Sonra anladım ki tek deva vardı lakin herkeste her şeyde farklı vücut
buluyordu. Göz gibi kulak gibi herkeste ama hep farklı. Onu bulmaya çalışırken
kendimi kaybettim. Hayatımda yaptığım en iyi işti bu. Zaten çok yetenek de
gerektirmiyordu…
Kimsenin görmediği gözyaşlarım var benim;
devaya akıttığım. Beyaz saç tellerim var; hüzne ayna. Bedenime ağır gelen bir
beynim ve bir kalbim var benim; bir boşlukta milyonlar barındıran. Çıldırtan
sesler çıkaran düşüncelerim var benim; susturamadığım. Kelimelerim var; yazmaya
korktuğum. Deva yüzünden hepsi ve daha nicesi; arayıp bulup kaybettiğim deva
yüzünden. Herkes derdine deva ararken deva mahvetti beni. Deva.
Gitmek
istedim ben ama bırakamadım birilerini. Onlar beni tutuyor muydu bilmiyorum ama
ben bırakamadım onları. Gitmek derken başka bir şehir, başka bir ülke, başka
bir şey gelmesin aklınıza, ölüm gelmesin aklınıza. Hiçbir yer yok ki bir adım
önündeyken aradığım deva da benimle gelmesin. Ben deva’yı arıyordum o hep bir
adım arkamdaydı dönüp tutamıyordum. Oturup ağlıyordum kimse görmüyordu, kimse
duymuyordu ama ben görmeyenleri duymayanları bırakamıyordum. Kısır bir döngüydü
sanki ben deva’yı arıyordum o arkamdan geliyordu. Ne ben hızlanabiliyordum onu
yakalamak için ne de o yavaşlıyordu ona ulaşabilmem için. Belki de
yakaladığımda kılığının değişeceğini bildiğim içindi ulaşamamam, bilmiyorum.
Uzaktayım
sanki. Elimin fikrimin gözlerimin yetişemeyeceği kadar uzaktayım. Dur gitme
dediğimde önüne geçip durduramayacak kadar uzaktayım. Gitme dediğim halde
gittiğinde üzülmekten kalbime bir çukur açılacak kadar uzaktayım. Kalbime uzağım
sanki açılan çukuru dolduramayacak kadar uzakta. Uzağım sanki kendime. Sanki
deva içimin en uzak yerinde. Beynimde tüm bu düşünceler dolaşıp dururken birden
içimi bir umut kaplıyor belki diyorum belki sensin deva. Sonra yine o büyük
boşluk kâğıtlara sığmayan o büyük boşluk kaplıyor her yanı. Gözlerim kan çanağı
donakalıyorum. Ben yokum ortada deva yok. Bir ceset var ortada kimse tanımıyor.

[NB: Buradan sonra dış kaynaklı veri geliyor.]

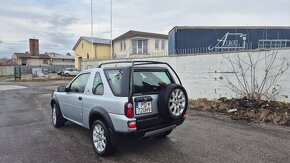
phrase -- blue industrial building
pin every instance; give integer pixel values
(211, 39)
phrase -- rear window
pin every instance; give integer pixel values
(148, 81)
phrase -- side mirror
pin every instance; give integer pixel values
(62, 89)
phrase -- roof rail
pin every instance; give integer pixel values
(138, 63)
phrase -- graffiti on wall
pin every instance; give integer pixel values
(230, 41)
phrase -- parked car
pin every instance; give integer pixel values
(60, 73)
(115, 102)
(70, 72)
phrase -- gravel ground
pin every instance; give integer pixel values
(26, 135)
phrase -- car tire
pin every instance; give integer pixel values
(56, 117)
(102, 139)
(164, 134)
(172, 101)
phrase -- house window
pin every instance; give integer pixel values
(156, 44)
(23, 62)
(163, 44)
(45, 61)
(139, 46)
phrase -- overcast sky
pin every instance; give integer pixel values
(59, 23)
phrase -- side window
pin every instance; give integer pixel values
(79, 84)
(115, 80)
(98, 87)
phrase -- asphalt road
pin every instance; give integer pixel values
(26, 135)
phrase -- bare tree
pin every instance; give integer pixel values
(255, 76)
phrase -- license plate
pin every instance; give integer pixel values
(143, 107)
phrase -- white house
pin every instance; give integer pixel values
(135, 43)
(61, 60)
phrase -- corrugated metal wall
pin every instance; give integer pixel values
(186, 40)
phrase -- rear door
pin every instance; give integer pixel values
(147, 84)
(71, 102)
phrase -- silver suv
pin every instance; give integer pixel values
(70, 72)
(139, 100)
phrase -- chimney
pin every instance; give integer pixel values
(34, 46)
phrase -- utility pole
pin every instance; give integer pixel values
(92, 28)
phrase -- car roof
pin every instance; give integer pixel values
(138, 67)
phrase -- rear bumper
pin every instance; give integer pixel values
(149, 131)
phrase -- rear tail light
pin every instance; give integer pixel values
(129, 110)
(132, 124)
(162, 84)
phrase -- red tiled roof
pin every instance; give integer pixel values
(131, 34)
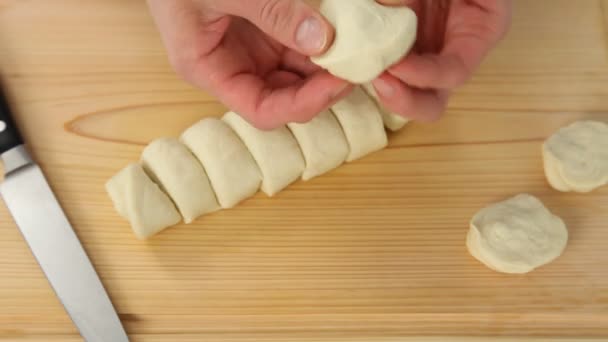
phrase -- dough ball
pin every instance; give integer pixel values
(576, 157)
(140, 201)
(392, 121)
(232, 172)
(322, 142)
(369, 38)
(276, 152)
(362, 124)
(180, 174)
(517, 235)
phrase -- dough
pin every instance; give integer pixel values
(369, 38)
(517, 235)
(362, 124)
(322, 142)
(576, 157)
(140, 201)
(392, 121)
(232, 172)
(170, 164)
(276, 152)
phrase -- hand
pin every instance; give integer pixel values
(252, 55)
(454, 37)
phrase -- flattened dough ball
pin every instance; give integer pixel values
(392, 121)
(517, 235)
(276, 152)
(576, 157)
(362, 124)
(181, 176)
(322, 142)
(141, 202)
(369, 38)
(232, 172)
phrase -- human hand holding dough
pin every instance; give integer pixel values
(369, 38)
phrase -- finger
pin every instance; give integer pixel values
(268, 108)
(291, 22)
(280, 79)
(412, 103)
(298, 63)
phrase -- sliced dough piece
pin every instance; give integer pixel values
(276, 152)
(576, 157)
(392, 121)
(552, 173)
(232, 172)
(322, 142)
(362, 124)
(181, 176)
(140, 201)
(369, 38)
(517, 235)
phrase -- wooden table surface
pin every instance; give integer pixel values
(372, 251)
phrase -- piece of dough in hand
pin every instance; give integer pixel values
(322, 142)
(392, 121)
(576, 157)
(276, 152)
(232, 172)
(369, 38)
(517, 235)
(170, 164)
(362, 124)
(140, 201)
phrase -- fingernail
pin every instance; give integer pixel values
(311, 35)
(383, 88)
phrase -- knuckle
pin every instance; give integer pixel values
(277, 13)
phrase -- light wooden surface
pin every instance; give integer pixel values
(372, 251)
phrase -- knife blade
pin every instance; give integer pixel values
(52, 240)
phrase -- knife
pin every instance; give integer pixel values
(52, 240)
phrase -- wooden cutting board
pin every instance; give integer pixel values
(372, 251)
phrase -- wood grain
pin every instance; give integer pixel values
(372, 251)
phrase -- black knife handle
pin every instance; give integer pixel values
(9, 134)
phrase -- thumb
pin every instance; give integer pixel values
(291, 22)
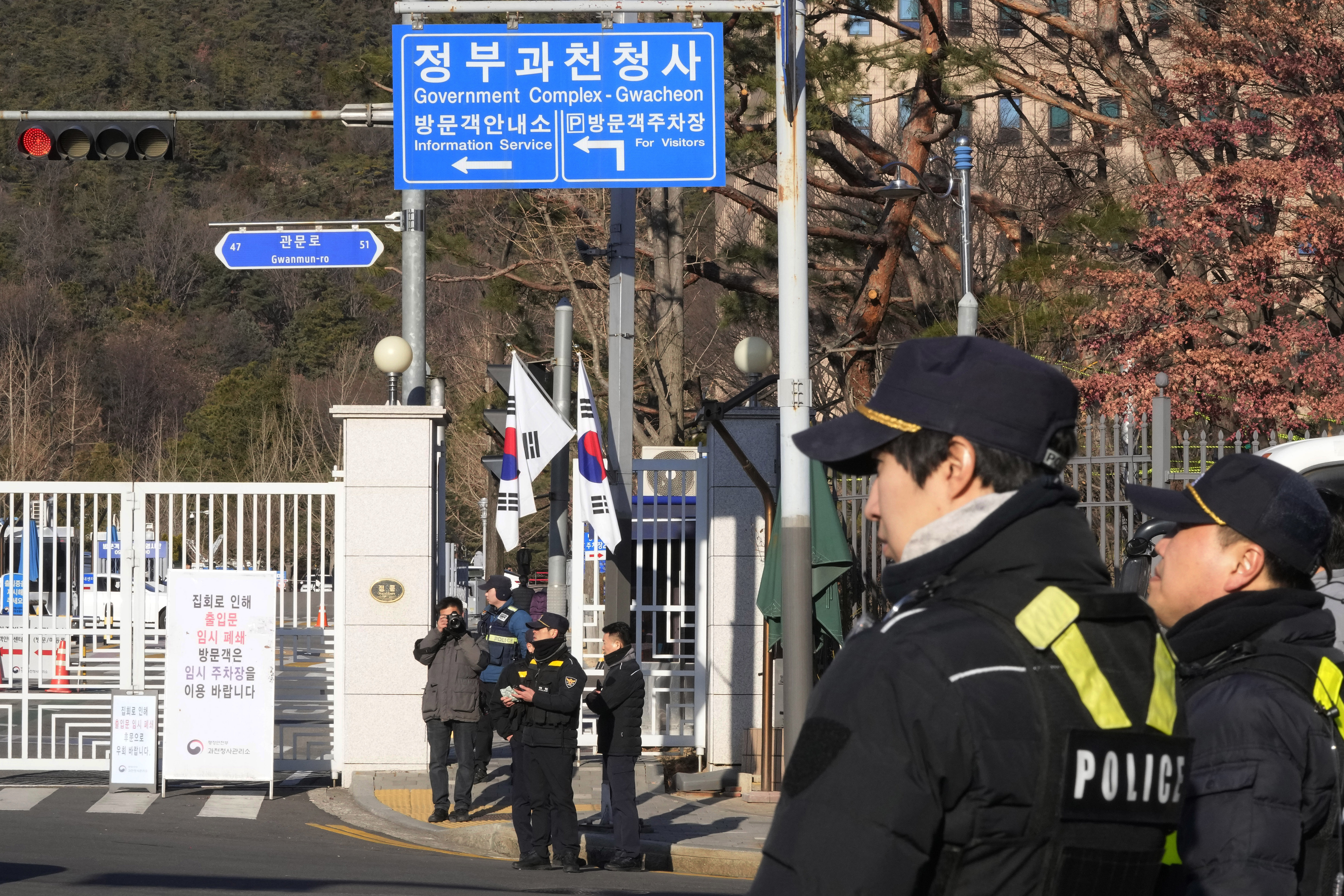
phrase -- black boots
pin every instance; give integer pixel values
(534, 863)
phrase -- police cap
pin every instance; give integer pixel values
(550, 621)
(1261, 500)
(967, 386)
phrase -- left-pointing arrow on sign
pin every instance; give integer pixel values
(464, 166)
(619, 146)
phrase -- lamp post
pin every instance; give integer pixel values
(968, 310)
(393, 356)
(753, 358)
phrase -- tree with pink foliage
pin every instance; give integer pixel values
(1236, 287)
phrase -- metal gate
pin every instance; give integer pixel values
(667, 613)
(84, 605)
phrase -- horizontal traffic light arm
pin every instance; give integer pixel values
(354, 113)
(587, 6)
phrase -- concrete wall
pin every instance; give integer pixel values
(737, 559)
(389, 496)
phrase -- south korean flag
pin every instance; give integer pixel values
(593, 488)
(534, 433)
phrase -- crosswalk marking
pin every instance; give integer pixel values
(127, 803)
(23, 798)
(233, 807)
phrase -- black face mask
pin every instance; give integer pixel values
(544, 648)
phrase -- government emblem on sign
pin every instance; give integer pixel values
(388, 590)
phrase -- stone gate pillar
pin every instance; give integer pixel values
(388, 590)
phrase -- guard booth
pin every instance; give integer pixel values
(667, 602)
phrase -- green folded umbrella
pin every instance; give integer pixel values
(831, 559)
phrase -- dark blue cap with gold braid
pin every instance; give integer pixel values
(1265, 502)
(986, 392)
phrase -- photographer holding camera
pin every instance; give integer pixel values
(451, 704)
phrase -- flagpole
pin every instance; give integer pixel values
(557, 585)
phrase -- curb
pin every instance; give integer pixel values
(496, 840)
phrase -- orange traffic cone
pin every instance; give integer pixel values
(60, 678)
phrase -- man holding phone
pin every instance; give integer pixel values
(451, 706)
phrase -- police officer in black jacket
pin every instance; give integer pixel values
(507, 719)
(1260, 675)
(619, 706)
(1007, 727)
(553, 694)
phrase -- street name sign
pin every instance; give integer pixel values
(272, 249)
(558, 105)
(220, 678)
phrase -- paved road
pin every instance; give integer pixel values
(194, 844)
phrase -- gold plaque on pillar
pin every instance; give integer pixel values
(388, 590)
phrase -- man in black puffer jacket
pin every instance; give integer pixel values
(553, 694)
(507, 721)
(984, 738)
(619, 706)
(1260, 676)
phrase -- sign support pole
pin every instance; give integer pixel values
(413, 288)
(795, 382)
(557, 578)
(620, 402)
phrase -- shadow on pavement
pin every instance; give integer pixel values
(277, 884)
(14, 872)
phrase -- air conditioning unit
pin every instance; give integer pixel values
(669, 483)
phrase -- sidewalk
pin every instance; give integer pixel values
(714, 836)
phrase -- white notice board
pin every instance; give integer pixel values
(135, 741)
(220, 683)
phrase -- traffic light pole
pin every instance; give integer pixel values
(795, 520)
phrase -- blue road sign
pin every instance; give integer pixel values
(549, 105)
(271, 249)
(11, 593)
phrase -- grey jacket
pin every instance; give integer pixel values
(452, 692)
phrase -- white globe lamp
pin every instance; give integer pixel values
(753, 356)
(393, 355)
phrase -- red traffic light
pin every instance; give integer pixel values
(97, 140)
(36, 142)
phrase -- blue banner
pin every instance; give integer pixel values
(257, 249)
(483, 107)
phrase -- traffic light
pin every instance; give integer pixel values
(111, 140)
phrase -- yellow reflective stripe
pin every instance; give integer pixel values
(1171, 856)
(886, 420)
(1046, 617)
(1217, 519)
(1088, 678)
(1162, 704)
(1327, 692)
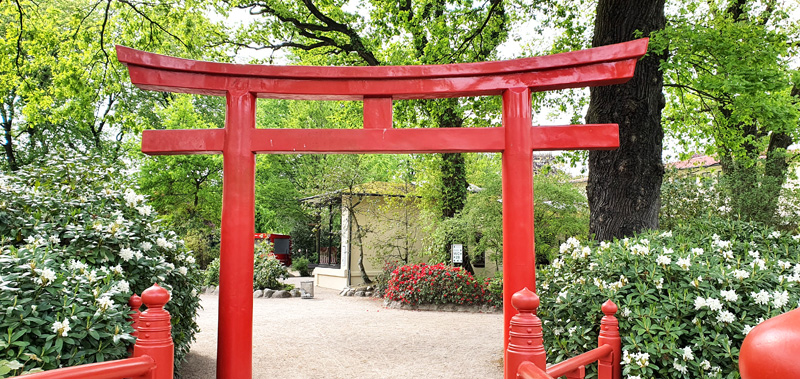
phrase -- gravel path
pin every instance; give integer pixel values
(355, 338)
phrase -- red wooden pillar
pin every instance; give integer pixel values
(518, 253)
(609, 367)
(135, 302)
(155, 333)
(238, 226)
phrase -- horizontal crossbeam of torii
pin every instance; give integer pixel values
(377, 87)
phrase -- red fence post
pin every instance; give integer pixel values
(135, 302)
(155, 333)
(525, 342)
(771, 349)
(609, 335)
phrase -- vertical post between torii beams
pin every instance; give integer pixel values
(238, 225)
(518, 248)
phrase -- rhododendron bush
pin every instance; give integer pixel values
(76, 241)
(434, 284)
(687, 297)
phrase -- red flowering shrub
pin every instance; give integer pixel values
(434, 284)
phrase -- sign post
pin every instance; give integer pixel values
(457, 253)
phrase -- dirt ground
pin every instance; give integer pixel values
(345, 337)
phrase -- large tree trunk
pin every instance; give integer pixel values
(624, 184)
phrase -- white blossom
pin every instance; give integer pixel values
(727, 254)
(105, 303)
(687, 354)
(713, 304)
(741, 274)
(779, 299)
(729, 295)
(145, 210)
(126, 254)
(61, 328)
(758, 262)
(761, 297)
(726, 316)
(680, 367)
(46, 276)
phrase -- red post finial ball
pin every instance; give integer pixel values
(135, 301)
(525, 301)
(609, 308)
(155, 296)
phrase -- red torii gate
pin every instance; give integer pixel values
(377, 87)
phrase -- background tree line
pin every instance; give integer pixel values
(719, 78)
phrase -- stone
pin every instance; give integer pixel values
(281, 294)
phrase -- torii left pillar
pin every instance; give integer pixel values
(377, 87)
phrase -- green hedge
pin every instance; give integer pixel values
(687, 297)
(76, 241)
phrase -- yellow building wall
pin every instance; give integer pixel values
(384, 222)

Bakakalıyorum. Kelimeler tükenmiş. Kapı ardına kadar açık ne giren var ne
çıkan. Deva kılık değiştirmiş ben değilmişim deva, kimse değilmiş.
Gel diyorum
devaya; zulüm altındayken yardım bekleyen gibi, gel diyorum savaş çocuklarının
barışa seslendiği gibi, gel diyorum umutlu yarına ama hiçbiri olmuyor işte.
Kapı açık ardına kadar gel diyorum; ne giren var ne çıkan. Kalbim parçalanıyor
göğsümün içinde, kanlar akıyor ağzımdan. Yere düşen bir adam görüyorum
oturduğum yerde, ağzı yüzü kan içinde. Söküp atıyor kalbini yürüyüp gidiyor.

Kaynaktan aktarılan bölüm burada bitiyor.